There was one constant in all this turmoil. The need for food, warmth, and medical care. Several coalitions banded together and found allies who could sneak food to those in hiding and found Afghan doctors who could provide care in secret. There was a medical specific chat. I listened as other Americans begged for help for their Afghan families with medical emergencies while in hiding. I felt powerless. As a second-year medical student, I wished desperately that I knew enough to join and help in those medical chats. My ache to become a physician grew enormously as I watched those in medical desperation.
I can’t describe all the narrow escapes. Once, Samim’s wife became very ill and sought the skills of a doctor. The Taliban threatened to kill her – calling her a prostitute for seeking medical care. Samim’s sister became extremely ill and again they risked everything to get her the care she needed. The family never left hiding except for medical care. Medical care was the only thing important enough to leave their hiding spot.

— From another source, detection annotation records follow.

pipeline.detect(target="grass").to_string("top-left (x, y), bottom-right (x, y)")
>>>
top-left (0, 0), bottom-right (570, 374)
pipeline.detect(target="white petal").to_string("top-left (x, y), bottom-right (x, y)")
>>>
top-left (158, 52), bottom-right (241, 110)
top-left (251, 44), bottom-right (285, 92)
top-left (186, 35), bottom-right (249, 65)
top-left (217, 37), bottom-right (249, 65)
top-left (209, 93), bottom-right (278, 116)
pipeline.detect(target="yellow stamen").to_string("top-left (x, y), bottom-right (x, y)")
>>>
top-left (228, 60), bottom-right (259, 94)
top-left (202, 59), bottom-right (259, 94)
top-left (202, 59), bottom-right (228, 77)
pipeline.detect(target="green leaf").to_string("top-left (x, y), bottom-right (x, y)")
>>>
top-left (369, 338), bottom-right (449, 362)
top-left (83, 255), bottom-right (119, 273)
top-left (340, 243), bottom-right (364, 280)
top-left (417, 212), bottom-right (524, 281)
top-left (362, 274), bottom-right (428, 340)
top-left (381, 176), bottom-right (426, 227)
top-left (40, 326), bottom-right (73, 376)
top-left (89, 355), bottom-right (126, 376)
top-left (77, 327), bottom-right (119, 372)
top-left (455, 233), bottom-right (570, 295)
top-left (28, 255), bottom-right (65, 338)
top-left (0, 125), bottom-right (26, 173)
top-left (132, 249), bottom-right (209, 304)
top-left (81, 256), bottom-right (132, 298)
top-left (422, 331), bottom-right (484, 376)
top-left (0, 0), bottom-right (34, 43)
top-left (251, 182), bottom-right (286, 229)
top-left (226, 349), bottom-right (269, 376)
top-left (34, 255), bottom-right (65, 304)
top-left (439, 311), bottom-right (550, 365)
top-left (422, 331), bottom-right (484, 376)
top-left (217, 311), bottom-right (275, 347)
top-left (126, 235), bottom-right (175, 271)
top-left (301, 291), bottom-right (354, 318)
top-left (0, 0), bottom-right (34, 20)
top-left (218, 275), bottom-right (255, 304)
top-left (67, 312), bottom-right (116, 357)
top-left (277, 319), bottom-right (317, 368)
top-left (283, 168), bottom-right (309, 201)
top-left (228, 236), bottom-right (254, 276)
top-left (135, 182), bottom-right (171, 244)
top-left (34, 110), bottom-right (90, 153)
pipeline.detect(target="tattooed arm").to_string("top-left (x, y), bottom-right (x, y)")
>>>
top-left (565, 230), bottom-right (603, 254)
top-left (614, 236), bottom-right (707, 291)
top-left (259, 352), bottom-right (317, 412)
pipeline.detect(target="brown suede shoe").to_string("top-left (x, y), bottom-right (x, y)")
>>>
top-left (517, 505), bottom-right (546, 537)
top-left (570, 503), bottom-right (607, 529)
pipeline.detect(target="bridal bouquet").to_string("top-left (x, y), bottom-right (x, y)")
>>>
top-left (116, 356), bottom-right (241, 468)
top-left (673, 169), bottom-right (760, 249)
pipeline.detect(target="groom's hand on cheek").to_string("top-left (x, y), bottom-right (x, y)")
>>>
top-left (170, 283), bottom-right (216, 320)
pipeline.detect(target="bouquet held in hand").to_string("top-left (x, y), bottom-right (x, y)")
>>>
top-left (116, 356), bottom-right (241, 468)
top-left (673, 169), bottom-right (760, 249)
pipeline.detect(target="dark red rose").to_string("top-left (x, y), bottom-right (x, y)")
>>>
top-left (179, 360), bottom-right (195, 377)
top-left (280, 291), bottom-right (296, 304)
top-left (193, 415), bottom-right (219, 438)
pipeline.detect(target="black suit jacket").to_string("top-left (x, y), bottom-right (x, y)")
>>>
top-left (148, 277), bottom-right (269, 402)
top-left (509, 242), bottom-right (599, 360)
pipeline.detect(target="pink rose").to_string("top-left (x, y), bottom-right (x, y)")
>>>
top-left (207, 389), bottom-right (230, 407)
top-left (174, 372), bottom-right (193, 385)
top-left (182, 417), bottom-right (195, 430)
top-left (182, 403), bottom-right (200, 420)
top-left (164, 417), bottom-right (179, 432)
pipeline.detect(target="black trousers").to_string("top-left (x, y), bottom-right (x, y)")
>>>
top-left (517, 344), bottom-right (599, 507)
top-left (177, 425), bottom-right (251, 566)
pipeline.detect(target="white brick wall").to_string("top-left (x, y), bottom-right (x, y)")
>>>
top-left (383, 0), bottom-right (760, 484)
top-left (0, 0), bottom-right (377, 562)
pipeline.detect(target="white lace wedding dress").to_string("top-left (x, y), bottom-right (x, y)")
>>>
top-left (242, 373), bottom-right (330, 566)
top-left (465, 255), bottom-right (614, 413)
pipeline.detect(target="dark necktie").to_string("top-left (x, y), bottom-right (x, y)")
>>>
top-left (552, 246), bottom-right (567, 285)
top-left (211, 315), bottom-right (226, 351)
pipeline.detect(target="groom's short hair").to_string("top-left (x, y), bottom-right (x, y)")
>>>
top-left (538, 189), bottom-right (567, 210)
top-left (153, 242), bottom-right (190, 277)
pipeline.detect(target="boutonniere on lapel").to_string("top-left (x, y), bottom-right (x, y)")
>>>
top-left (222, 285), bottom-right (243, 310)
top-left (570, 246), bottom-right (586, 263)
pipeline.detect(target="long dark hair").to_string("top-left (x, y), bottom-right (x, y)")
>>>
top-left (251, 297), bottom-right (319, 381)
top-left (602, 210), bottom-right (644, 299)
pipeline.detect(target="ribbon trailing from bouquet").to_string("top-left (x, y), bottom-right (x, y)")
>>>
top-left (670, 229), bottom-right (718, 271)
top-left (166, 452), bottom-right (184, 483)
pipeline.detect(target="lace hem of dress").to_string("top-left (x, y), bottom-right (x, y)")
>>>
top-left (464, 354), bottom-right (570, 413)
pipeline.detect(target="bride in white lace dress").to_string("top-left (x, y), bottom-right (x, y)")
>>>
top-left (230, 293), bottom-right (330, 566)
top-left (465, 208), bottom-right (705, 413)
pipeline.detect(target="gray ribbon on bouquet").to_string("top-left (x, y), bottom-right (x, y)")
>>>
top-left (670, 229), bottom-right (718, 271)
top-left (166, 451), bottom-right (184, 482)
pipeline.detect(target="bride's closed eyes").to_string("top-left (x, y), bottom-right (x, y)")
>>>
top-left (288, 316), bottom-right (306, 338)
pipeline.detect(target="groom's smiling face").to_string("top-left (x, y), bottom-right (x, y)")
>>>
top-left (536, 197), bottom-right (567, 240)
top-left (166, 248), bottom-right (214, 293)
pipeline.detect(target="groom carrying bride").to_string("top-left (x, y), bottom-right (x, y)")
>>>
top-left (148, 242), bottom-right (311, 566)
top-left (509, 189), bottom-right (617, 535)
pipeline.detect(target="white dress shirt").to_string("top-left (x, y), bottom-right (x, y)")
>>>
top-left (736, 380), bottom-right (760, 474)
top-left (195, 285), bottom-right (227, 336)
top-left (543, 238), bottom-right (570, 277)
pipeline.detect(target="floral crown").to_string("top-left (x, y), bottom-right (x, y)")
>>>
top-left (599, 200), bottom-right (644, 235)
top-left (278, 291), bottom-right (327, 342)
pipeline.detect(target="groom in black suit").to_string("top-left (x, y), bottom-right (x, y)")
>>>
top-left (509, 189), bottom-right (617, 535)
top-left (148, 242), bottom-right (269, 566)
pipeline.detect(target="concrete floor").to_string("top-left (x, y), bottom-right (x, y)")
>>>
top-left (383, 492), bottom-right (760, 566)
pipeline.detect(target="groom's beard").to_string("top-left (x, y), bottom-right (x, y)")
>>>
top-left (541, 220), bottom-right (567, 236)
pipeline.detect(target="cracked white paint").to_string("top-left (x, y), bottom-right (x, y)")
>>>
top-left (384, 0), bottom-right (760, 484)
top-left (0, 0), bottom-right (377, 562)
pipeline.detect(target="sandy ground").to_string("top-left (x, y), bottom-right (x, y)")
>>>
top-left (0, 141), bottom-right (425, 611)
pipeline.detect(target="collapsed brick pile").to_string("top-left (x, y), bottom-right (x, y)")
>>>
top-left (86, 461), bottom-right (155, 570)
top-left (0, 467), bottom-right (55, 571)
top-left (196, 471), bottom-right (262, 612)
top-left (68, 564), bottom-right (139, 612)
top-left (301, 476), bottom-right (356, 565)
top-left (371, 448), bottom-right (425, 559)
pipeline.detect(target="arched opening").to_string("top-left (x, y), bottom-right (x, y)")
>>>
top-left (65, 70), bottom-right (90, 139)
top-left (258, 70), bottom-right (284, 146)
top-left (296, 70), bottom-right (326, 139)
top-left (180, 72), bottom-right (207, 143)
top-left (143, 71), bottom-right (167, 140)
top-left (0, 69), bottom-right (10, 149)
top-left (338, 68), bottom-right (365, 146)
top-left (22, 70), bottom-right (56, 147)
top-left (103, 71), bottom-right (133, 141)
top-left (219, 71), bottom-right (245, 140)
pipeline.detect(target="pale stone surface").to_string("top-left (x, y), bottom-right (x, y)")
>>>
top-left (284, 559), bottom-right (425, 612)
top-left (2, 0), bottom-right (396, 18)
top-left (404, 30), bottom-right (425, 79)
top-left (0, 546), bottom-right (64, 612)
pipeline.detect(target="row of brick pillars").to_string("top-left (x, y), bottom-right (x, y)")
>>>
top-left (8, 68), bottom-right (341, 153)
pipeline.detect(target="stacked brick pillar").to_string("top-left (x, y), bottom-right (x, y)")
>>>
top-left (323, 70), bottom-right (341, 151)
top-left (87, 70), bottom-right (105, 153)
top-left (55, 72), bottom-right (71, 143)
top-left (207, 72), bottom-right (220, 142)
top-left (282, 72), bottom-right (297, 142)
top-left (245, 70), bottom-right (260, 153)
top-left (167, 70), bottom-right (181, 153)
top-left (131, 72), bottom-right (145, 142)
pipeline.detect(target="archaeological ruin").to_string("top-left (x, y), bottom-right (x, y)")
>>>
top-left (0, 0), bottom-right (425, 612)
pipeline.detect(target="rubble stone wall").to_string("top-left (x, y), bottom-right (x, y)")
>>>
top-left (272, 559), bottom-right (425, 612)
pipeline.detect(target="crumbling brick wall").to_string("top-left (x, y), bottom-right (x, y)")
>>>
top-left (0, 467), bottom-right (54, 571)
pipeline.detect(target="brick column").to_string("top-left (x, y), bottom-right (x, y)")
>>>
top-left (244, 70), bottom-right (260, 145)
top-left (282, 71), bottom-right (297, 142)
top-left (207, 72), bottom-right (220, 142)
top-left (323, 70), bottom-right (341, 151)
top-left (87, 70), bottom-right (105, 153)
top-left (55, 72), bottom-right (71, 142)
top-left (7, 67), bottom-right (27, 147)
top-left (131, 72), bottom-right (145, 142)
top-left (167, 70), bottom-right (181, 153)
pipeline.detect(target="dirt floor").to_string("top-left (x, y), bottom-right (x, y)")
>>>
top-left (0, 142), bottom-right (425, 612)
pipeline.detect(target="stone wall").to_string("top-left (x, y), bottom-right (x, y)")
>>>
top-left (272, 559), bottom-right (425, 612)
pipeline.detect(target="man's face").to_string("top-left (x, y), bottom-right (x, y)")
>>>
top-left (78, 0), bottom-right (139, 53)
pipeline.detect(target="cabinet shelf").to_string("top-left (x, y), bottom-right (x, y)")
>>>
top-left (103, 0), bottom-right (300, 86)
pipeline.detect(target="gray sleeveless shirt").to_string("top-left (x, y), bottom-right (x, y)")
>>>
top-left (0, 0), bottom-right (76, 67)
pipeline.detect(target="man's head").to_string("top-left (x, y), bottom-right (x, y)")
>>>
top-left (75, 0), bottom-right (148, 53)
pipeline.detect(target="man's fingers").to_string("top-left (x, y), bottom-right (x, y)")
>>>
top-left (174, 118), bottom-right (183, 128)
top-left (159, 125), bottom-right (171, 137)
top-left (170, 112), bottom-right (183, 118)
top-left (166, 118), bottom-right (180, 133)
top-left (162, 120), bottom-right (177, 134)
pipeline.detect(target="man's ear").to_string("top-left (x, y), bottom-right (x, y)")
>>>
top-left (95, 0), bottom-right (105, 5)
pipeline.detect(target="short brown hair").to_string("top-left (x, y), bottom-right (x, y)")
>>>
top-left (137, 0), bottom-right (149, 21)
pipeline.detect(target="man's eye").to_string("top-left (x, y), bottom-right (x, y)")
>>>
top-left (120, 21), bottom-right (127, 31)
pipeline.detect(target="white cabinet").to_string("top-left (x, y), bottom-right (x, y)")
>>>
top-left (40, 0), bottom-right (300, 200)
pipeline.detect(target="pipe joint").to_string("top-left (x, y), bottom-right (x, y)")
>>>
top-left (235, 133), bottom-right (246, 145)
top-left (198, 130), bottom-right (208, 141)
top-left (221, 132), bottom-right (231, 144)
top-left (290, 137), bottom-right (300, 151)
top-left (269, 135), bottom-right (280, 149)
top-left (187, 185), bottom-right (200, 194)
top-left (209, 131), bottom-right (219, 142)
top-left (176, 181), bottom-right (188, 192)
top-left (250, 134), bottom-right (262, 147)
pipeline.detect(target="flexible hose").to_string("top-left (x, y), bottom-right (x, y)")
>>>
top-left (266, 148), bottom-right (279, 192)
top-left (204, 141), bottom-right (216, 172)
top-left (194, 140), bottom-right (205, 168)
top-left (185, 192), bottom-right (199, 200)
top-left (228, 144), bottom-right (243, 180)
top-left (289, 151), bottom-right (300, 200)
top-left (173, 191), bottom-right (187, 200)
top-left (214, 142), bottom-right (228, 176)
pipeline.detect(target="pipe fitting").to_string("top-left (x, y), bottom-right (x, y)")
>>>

After months of begging, dead-ends, desperation and filling out countless papers requesting help, we got documented support from high-ranking government officials and politicians, and my parents and I were able to help our friends sneak out of the country. They escaped in two groups the last in late January.
I cannot describe the emotional impact this year has had on me or the resolve it has created in me. For the first time in my life, I struggled academically; but when I saw images of desperate people seeking medical help it powered me to continue studying. I kept a picture of Samim’s family on my phone so that I could stay motivated. I replayed the clip of his little child saying “Thank you so much. I love you” countless times. I have always wanted to be a physician in my mind, but this drove the desire to my heart.